Journal club: Martin et al, 2020

Enabling the future of colonoscopy with intelligent and autonomous magnetic manipulation

James W. Martin, Bruno Scaglioni, Joseph C. Norton,Venkataraman Subramanian, Alberto Arezzo, Keith L. Obstein, Pietro Valdastri

Nature Machine Intelligence (Volume: 2, September 2020)
DOI: http://doi.org/10.1109/LRA.2018.2812907

In this work, authors proposed a magnetic endoscope that can be controlled externally using a robotic arm such as the Kuka Robot that is equipped with a external permanent magnet. Refer to Fig. 1.   

Fig 1: Overview of the robotic magnetic flexible endoscope (MFE) system

The hypothesis of this work is that controlling magnetically manipulated endoscopes by introducing superior levels of intelligence and autonomy could increase their navigational performance. Hence, the authors describe three levels of autonomy

  1. The first layer is called direct robot operation. Here, the user manually controls the robot end effector through a 5 DoF joystick to manipulate the magnetic endoscope, no autonomy. This represents an elementary level of manual control whereby the user must themselves control variations in the interacting magnetic fields.
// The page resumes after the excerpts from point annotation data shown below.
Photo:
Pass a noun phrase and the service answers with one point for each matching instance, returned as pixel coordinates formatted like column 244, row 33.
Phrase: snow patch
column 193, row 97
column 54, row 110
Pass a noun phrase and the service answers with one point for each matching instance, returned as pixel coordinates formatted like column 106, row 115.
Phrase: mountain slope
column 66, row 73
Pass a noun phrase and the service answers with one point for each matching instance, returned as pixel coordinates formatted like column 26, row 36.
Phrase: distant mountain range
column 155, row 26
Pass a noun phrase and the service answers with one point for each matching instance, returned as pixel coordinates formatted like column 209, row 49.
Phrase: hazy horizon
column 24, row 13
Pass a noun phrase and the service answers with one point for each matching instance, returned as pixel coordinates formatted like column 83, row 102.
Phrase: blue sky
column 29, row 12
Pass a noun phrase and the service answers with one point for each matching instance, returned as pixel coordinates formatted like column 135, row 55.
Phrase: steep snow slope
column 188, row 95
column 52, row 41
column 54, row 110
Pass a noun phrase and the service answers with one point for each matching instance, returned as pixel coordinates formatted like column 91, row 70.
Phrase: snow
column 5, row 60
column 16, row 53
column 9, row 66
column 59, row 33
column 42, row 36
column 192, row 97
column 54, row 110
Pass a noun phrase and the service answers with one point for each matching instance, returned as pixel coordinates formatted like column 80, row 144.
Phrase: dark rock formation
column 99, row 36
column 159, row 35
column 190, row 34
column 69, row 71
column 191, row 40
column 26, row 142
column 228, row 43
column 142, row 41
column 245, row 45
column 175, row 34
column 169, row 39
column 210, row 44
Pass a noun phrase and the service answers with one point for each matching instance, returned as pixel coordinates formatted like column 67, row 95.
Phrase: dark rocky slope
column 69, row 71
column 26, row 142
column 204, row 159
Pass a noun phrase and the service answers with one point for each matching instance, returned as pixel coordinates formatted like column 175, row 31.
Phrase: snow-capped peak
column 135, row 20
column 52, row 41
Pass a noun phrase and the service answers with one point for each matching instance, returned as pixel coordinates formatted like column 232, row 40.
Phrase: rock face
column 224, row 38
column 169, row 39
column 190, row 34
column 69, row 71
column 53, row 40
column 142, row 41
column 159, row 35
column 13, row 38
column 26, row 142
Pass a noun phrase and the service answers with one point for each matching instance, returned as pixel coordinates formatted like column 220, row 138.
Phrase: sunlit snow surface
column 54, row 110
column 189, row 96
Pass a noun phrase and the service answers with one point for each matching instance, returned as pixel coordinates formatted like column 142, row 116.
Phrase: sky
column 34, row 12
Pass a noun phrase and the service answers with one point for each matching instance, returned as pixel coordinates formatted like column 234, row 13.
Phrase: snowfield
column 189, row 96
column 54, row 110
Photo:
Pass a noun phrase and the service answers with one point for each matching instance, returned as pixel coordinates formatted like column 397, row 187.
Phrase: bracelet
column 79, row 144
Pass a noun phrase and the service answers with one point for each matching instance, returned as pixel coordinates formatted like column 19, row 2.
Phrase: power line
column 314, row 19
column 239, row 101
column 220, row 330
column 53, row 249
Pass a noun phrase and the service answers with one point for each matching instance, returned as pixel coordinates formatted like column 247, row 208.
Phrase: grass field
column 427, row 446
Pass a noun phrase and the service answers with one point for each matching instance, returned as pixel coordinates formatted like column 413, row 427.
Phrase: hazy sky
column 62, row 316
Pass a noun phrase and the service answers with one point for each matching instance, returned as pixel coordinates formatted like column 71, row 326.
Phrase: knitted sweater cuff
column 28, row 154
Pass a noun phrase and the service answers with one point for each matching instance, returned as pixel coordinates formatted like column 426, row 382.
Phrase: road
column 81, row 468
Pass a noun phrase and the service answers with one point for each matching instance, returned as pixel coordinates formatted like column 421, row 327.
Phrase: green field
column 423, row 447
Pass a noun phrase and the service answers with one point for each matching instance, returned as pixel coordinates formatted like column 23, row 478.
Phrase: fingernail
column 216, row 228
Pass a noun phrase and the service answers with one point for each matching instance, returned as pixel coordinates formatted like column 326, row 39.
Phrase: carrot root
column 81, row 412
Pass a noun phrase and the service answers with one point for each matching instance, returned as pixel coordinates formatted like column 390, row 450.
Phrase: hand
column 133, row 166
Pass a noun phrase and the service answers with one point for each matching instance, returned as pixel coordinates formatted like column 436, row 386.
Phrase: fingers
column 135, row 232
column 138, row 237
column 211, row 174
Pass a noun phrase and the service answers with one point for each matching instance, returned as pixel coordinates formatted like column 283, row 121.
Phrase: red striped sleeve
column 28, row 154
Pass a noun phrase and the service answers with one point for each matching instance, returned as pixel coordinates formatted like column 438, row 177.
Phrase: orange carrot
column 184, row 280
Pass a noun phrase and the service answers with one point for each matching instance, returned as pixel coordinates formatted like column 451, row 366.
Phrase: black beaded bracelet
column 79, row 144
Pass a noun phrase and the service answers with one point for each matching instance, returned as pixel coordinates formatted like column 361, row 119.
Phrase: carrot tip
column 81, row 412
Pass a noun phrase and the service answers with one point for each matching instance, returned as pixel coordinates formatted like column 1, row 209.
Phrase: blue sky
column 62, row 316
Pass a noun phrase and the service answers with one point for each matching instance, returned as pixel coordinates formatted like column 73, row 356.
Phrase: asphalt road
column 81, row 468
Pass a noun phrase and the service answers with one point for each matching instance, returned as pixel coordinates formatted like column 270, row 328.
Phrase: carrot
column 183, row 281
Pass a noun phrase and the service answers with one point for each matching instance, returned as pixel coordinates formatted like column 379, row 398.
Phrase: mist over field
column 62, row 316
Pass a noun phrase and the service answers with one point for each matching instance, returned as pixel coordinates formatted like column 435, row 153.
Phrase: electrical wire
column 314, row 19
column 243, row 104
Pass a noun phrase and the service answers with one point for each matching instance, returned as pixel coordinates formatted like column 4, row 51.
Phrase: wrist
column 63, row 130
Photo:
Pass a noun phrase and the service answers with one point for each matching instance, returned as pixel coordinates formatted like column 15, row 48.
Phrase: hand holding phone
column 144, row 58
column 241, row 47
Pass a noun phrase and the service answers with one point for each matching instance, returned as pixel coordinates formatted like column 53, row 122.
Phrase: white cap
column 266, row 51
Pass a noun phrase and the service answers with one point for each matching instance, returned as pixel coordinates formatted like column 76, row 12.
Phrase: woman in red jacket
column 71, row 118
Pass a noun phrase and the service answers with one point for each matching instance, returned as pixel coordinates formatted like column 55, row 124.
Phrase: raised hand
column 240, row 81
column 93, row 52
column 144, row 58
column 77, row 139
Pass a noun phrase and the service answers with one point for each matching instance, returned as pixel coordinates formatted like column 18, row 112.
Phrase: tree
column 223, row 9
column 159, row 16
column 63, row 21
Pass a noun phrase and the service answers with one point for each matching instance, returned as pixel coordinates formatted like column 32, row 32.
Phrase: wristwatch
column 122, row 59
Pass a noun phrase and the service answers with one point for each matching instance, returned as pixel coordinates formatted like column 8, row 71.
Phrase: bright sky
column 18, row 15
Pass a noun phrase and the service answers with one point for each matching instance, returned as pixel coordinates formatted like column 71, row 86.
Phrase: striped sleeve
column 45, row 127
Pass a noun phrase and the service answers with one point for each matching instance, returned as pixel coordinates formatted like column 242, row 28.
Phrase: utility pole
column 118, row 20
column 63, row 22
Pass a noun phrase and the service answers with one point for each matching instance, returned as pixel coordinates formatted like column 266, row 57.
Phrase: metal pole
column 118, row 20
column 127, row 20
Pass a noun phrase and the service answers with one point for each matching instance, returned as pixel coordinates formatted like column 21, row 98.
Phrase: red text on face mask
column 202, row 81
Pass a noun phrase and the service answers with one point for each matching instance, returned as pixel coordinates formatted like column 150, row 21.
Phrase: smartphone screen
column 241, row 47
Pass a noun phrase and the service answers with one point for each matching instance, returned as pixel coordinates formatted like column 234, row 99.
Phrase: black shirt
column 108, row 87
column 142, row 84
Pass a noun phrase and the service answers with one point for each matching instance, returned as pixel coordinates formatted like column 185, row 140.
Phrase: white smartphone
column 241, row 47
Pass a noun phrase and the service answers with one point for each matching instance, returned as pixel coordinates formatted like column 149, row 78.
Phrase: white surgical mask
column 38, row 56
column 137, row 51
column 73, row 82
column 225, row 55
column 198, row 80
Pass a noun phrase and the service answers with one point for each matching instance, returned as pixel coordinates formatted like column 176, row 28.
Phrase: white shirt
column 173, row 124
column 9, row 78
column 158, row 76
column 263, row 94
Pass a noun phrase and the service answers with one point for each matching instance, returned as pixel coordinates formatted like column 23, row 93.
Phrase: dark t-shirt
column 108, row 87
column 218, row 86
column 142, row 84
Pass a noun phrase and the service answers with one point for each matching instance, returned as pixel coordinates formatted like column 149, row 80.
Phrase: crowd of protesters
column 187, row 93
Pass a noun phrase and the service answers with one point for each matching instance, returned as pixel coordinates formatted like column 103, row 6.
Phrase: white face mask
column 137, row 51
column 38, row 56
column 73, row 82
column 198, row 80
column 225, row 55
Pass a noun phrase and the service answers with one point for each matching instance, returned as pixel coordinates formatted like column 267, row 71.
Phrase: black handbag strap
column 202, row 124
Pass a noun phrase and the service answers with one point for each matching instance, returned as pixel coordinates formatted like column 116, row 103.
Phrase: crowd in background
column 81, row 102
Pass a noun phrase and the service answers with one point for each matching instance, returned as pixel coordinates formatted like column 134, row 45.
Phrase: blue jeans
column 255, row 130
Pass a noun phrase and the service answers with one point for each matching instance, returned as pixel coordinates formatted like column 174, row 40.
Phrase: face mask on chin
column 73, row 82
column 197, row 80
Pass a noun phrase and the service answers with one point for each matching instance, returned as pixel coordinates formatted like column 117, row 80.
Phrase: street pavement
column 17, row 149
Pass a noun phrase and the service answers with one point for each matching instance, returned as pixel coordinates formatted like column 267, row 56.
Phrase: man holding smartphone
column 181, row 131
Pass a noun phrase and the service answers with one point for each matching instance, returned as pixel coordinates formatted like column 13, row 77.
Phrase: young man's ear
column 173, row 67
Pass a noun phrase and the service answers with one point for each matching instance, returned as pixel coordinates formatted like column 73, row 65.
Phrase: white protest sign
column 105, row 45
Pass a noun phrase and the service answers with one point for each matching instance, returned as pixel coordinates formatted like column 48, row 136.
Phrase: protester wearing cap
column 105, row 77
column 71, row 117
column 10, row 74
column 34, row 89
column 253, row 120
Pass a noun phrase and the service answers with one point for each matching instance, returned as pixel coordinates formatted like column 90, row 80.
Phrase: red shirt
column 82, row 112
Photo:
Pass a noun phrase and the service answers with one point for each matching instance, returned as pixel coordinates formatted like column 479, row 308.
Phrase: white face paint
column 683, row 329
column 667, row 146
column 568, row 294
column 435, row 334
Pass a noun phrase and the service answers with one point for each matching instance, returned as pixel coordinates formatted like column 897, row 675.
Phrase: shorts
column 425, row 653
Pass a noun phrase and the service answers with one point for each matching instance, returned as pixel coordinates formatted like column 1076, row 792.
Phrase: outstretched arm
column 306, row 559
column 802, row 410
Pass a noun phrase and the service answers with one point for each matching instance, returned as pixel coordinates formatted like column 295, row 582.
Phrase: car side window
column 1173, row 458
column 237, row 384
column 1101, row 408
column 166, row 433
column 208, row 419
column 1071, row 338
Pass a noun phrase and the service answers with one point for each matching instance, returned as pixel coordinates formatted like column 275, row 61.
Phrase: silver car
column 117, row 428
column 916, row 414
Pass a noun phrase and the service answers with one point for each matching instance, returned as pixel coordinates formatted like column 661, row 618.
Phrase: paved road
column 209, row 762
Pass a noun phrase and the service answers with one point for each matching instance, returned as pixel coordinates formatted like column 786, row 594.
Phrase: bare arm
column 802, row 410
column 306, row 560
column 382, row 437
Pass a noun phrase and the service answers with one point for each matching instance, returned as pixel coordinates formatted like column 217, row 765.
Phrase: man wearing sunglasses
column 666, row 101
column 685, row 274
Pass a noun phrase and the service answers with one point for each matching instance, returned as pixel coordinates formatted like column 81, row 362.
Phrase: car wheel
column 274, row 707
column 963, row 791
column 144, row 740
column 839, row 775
So, he/she has to split their attention between the robot control and the video feed from the endoscope.
  2. In the second layer, the user inputs are directly focused on navigating the endoscope through the colon, while the system carries the burden of generating a suitable magnetic control action to accomplish the desired endoscope motion. Here, the user has to stay focused on the screen, and system carries out the required motion for the robot. This layer is called intelligent endoscope teleoperation.
  3. In the third layer, the system detects the lumen and carries out the required motion. This layer is called semi-autonomous navigation and it puts the user in a discrete control of the endoscope, and the user can override if desired.
Fig 2: Schematic overview of the control layers associated to autonomy levels

The authors validate their approach through benchtop and in-vivo experiments respectively. The work provides a demonstration of intelligent and autonomous control enabling non-expert users to successfully perform magnetic colonoscopy and with a duration comparable to standard FE. The study defines a framework to define the increasing levels of autonomy applied to robotic flexible endoscopy that have reduced the exertion of the user.

Discussion:

Following the presentation, ESRs discussed the results regarding the following points:

  1. Autonomous Navigation: ESRs working on path-planning approaches for the control of intraluminal procedures discussed of a common index/metrics used to determine the precision of the trajectories. In most cases, the trajectory taken by surgeon varies from surgeon to surgeon, however until the trajectory does not lead to complications such as perforation or bleeding, and roughly takes the average time, it is considered safe. Further discussion was carried out on pros and cons of planning methods such as Centerline method, Reinforcement learning
  2. Image processing algorithm: One of the main points remarked was that the experiments conducted in this paper used controlled environment such as synthetic phantoms, cleaned pig bowels. This reduces the noise that is usually found in colonoscopy scenarios. This point needs to be addressed with more realistic images.
  3. Actuation methods for magnetic endoscopy: One of important point commented were whether magnetic actuation could work in real clinical scenarios as magnetic endoscope requires high bending forces.
  4. There were questions raised in regard to the ethical aspects of the adoption of the superior levels of autonomous system.